Le prolifique scénariste danois Anders Thomas Jensen est responsable
de Mifune et The King Is Alive, deux des quatre premiers
films du fameux mouvement Dogme 95, lancé par Lars Von Triers
et Thomas Vinterberg en réponse à une certaine tendance
artificielle du cinéma actuel. Pour son cinquième film
à titre de réalisateur, Thomas Jensen se vautre, sans
aucune pitié pour la santé mentale du public, dans l'humour
noir le plus sordide qui soit. Morbide à souhait, The Green
Butchers déstabilise par son traitement pince-sans-rire
et froid d'une histoire tout bonnement mortifiante. Entre la fable d'horreur
et la comédie insolite, The Green Butchers s'amuse à
créer l'inconfort.
Au-delà de l'éthique douteuse de nos deux marchands, c'est
surtout la relative normalité avec laquelle Anders Thomas Jensen
filme leurs agissements qui confère au film son atmosphère
glaciale. Jouant sur des teintes désincarnées et maladives
de verts et de bleus, la direction photo délavée de Sebastian
Blenkov fait preuve d'une propreté clinique accentuant la cruauté
inhumaine des événements. Avec son faciès inquiétant
et torturé rappelant vaguement celui de Christopher Walken, l'acteur
Mads Mekkelsen ajoute lui aussi à l'aura inquiétante de
l'ensemble.
Mais si les volets humour et horreur de l'équation fonctionnent
de pair avec une aisance remarquable, il n'en va pas de même pour
le drame familial nourrissant le personnage de Bjarne. Le traitement
simpliste de sa relation avec son frère déficient laisse
à désirer et détourne notre attention de la fable
surréaliste se tramant dans l'arrière-boutique de la boucherie.

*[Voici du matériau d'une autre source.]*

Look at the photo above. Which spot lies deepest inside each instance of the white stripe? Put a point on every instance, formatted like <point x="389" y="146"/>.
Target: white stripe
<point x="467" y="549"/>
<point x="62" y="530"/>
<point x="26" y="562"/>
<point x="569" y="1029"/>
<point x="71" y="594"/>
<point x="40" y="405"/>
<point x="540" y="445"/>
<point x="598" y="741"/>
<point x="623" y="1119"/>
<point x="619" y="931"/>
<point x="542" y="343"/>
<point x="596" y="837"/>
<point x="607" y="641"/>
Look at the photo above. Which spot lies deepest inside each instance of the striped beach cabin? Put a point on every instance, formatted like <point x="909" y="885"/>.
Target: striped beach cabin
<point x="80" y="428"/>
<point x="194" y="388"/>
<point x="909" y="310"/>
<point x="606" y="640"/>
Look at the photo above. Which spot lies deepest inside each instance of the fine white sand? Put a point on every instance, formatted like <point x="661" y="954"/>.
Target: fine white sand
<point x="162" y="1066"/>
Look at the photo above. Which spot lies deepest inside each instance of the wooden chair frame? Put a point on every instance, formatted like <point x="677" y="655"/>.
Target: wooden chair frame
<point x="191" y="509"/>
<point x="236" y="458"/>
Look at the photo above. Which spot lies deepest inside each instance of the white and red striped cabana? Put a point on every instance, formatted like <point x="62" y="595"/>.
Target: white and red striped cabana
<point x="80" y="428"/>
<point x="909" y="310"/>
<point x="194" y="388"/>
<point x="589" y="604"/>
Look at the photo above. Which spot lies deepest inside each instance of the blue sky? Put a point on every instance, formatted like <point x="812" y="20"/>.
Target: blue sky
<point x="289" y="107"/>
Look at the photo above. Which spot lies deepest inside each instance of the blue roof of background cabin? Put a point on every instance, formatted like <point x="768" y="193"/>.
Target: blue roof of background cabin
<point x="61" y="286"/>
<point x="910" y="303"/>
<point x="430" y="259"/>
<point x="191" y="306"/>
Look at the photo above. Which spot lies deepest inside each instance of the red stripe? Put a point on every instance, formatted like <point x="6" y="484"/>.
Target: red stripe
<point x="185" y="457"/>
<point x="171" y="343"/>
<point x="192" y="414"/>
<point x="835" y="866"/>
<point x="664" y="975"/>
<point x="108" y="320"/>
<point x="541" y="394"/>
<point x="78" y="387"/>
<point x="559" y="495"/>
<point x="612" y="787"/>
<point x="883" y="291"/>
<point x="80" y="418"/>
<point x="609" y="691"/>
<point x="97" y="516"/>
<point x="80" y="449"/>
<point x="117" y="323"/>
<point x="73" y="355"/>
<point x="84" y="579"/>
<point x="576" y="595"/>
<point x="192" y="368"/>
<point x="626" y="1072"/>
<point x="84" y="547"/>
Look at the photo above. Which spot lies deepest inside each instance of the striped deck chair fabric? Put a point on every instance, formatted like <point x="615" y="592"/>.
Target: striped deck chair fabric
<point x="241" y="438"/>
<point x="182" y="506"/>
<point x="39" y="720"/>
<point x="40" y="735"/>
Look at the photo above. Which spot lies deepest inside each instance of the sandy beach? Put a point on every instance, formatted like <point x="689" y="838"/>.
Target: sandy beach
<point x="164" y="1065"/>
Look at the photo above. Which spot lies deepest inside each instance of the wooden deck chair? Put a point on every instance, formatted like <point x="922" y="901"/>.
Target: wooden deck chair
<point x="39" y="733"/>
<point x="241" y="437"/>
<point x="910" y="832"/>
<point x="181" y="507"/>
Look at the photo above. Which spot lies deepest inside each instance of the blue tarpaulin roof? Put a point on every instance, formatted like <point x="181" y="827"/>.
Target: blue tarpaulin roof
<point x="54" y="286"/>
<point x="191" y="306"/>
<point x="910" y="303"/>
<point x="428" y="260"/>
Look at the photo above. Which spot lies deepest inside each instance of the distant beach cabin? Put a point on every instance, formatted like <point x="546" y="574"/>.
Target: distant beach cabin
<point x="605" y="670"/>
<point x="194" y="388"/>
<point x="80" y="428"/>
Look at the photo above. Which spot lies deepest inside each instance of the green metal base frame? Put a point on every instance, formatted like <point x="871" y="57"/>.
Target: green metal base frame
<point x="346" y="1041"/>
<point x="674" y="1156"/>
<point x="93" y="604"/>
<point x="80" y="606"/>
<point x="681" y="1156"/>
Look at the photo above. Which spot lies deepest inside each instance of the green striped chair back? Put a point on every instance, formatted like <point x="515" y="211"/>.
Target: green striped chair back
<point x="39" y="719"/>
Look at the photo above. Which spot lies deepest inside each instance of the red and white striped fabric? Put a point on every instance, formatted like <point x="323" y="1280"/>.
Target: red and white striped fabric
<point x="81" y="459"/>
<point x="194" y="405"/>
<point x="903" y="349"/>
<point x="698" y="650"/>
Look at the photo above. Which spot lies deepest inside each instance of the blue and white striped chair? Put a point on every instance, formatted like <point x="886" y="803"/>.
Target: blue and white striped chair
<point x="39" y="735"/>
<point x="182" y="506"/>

Le cynisme carnassier de Thomas Jensen est plus convaincant que ses
tentatives d'être touchant. En ce sens, ses personnages s'avèrent
plus intéressants en tant que caricatures qu'en tant que créatures
psychologiques incarnées. Svend est plus amusant que Bjarne même
si nous sympathisons davantage avec ce dernier.
En guise de morale, cette petite comédie amorale glisse quelques
pointes cinglantes contre la mentalité capitaliste décadente.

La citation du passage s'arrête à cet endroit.